After being elected in 1542 to oversee tithes in Rialto, in February 1543 he went as captain to Brescia, where, in charge of the defensive system, he did his utmost to keep the structures entrusted to him efficient, increasing the guns and ammunition with a more rational use of local technical and production resources. Returning to Venice in 1544, he entered the Senate and the following year he was appointed ordinary senator and member of the electors of Doge Pietro Lando. In June 1547 he was elected captain and podestà in Rovigo, which he found to be in the throes of "competitions and hostilities" among the most eminent families, with grave danger for the public peace already compromised by ancient feuds. Loredan, acting with energy and thanks to the support of the Council of Ten, managed to impose tranquility and order. In the report presented on 26 September 1548, however, he ignored these facts, focusing instead on the tax damage caused by the failure to collect the duties and proceeds of the numerous fiefdoms of this territory, due to an irrational management of public goods and the infidelity of officials.

Returning to Venice at the end of 1548, he entered the Senate again, and was elected as procurator, and on 2 November 1550 he was appointed captain in Famagusta, Cyprus, taking office on 1 June 1551 and completing it in May 1553.

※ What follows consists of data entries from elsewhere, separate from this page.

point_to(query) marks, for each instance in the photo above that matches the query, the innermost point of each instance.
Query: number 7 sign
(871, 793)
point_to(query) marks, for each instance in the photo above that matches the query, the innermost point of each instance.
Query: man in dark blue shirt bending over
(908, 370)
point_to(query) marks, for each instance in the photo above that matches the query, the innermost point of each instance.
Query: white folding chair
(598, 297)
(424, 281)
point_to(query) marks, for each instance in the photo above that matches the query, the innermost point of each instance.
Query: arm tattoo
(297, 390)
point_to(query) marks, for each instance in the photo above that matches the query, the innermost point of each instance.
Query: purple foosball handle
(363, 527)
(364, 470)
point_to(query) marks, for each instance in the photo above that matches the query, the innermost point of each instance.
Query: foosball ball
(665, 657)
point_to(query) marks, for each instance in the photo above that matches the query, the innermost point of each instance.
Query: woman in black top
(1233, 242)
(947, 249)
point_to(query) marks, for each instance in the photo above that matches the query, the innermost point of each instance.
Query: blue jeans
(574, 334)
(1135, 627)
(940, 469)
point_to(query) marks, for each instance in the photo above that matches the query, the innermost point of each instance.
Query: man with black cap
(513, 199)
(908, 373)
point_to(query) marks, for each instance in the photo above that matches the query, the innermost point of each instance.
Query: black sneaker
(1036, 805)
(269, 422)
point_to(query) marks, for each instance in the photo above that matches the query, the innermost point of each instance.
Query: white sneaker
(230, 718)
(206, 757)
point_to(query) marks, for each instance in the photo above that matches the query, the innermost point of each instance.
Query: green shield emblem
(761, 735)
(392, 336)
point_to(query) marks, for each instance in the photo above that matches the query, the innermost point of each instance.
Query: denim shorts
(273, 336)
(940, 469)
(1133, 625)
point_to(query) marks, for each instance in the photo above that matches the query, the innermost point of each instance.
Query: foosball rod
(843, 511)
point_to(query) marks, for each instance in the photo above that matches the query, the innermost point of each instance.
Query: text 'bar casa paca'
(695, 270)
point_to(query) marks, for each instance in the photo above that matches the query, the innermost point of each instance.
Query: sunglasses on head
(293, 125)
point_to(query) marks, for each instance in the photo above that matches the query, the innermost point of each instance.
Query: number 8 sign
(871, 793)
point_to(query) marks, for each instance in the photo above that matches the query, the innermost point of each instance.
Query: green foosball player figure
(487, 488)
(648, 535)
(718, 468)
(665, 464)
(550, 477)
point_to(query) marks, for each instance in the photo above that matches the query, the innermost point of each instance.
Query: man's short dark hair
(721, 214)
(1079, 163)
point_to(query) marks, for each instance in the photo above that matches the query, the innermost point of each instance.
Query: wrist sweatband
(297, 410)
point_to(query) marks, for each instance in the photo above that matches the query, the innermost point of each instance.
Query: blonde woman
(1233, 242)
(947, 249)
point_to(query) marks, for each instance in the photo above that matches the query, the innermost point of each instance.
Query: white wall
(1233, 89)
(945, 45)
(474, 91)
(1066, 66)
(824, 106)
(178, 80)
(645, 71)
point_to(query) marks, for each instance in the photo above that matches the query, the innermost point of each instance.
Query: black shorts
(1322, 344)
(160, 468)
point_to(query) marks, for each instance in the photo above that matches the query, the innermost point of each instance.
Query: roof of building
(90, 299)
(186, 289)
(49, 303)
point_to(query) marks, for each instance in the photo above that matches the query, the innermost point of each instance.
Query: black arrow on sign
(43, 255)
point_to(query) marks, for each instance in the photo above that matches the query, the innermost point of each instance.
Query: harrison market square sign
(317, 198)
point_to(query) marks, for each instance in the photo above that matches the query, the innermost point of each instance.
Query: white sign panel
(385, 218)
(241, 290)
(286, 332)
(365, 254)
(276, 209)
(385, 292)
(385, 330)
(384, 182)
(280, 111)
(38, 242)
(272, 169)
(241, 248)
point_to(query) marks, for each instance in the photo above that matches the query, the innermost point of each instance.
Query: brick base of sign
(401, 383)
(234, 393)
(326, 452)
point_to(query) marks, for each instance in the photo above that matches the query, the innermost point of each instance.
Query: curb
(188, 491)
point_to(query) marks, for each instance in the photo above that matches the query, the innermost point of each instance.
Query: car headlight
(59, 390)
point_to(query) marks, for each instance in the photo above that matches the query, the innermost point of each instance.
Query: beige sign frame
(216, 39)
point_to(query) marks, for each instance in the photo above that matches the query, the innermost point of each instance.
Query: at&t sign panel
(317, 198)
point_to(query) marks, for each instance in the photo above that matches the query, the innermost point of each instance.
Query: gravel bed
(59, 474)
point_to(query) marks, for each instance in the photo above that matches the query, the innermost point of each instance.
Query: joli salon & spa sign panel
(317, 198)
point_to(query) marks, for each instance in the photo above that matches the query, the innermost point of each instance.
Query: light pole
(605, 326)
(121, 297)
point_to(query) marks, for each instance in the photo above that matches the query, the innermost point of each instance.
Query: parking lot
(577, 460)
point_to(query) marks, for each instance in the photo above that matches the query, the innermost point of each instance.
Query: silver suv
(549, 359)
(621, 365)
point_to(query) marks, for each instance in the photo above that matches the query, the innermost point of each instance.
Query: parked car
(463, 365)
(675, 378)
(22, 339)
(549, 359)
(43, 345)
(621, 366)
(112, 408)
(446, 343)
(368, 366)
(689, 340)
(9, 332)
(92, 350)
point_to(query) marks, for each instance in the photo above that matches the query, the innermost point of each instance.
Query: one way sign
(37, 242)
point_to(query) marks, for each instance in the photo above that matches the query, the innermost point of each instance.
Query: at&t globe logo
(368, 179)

Both the dispatches and the final report are missing from his stay in Cyprus, but the commissions entrusted to him in March 1551 show a priority interest of the Senate for the efficiency of the fortifications and the port and for the well-being of the population, important for the stability of that Venetian dominion. Recalled, after his return, to the Senate, unsuccessfully running for the Council of Ten, he was elected administrator of the Salò in 1555 and again, in 1557, he was elected senator.

He was still vested with that office when, on 15 October 1557, Marco died in Venice and was buried, as he had wished, in the Church of Sant'Elena.